Scottish Labour leader Kezia Dugdale said: “The Chancellor's announcement on support for the oil and gas industry is welcome, but it doesn't go nearly far enough.
“What we needed to see from the Chancellor today was support to make sure that essential infrastructure such as platforms and pipelines are not decommissioned early. That's why Labour is calling for the establishment of a new government agency - UK Oil - to make investments in infrastructure.”
Scottish Conservative leader Ruth Davidson said: “It's been a very difficult time for the oil and gas sector, but this move shows the UK Government's determination to help.
“Today's move will provide confidence within the sector and help support jobs across Aberdeen and the wider north-east.”
Scottish Green MSP Patrick Harvie said: “Recent months have exposed the vulnerability of the Scottish economy to over-reliance on the North Sea oil and gas industry - it's clear that the next generation can't trust on the oil industry to provide them with work and security.
“Osborne's approach to this crisis is short-sighted in the extreme - he has chosen to give yet more tax relief to big oil business while handing over pennies to the renewables sector that, with proper support, could provide quality jobs in years to come.”
Liz Cameron, chief executive of Scottish Chambers of Commerce, said the tax cuts are “a necessary response to the current crisis in the North Sea and a welcome relief”.
Ashley Shackleton, energy spokeswoman at the British Chambers of Commerce, said: “The changes to tax for the UK offshore oil and gas industry won't have a huge immediate impact but will go some way to secure investor confidence in the sector.”
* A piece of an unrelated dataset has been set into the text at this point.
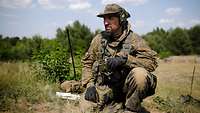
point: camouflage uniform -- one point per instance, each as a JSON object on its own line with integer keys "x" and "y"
{"x": 131, "y": 82}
Grahame Smith, Scottish Trades Union Congress (STUC) general secretary, said the Chancellor “could have provided significantly more support to the oil and gas sector, particularly on exploration incentives and investment allowances”.
Alan McCrae, UK head of energy tax at accountants PwC, said the tax cuts are “a smart move that recognises that the tax prize for the Treasury at this stage in the life of the North Sea is not corporate taxes”.
He added: “Instead, the Government has more tax revenue to gain by doing all it can to protect investment and jobs and all the tax that goes with that.”